Figure 5. The Moderate Resolution Imaging Spectroradiometer (MODIS) image (top), acquired by the NASA Terra satellite on on July 26, 2009, shows unusually clear skies over much of the Arctic, in particular over the Beaufort Sea. Dark gray areas over the sea ice correspond to areas of high surface melt. Maps derived from CloudSat satellite data (bottom) compare total cloud fraction averaged for May 20 to July 20, in 2007, 2008 and 2009.—Credits: From National Snow and Ice Data Center courtesy A. NASA MODIS Rapid Response Arctic Mosaic and B. CloudSat Image courtesy Jennifer Kay, NCAR
Clear skies favor melt in the Beaufort Sea
In 2007, unusually sunny skies throughout the summer melt season were one of the factors that helped lead to the record low ice extent. The clear skies allowed more of the sun’s energy to reach the surface, melting the ice and warming the ocean. This year, cloud fields provided by Jennifer Kay at the National Center for Atmospheric Research show fewer clouds over the Beaufort Sea than in 2007, leading to strong melt in that region.
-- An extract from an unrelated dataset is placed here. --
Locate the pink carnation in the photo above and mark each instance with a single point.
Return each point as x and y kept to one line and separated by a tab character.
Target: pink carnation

However, over the Chukchi and East Siberian Seas, the Arctic sky has been cloudier than 2007.
L’Heureux, M. L., A. Kumar, G. Bell, M. Halpert, and R. Higgins. 2008. Role of the Pacific-North American (PNA) pattern in the 2007 Arctic sea ice decline. Geophys. Res. Lett., 45, L20701, doi:10.1029/2008GL035205.
Wang, J., J. Zhang, E. Watanabe, M. Ikeda, K. Mizobatu, J. E. Walsh, X. Bai, and B. Wu. 2009. Is the dipole anomaly a major driver to record lows in Arctic summer sea ice extent? Geophys. Res. Lett., 36, L05706, doi:10.1029/2008GL036706.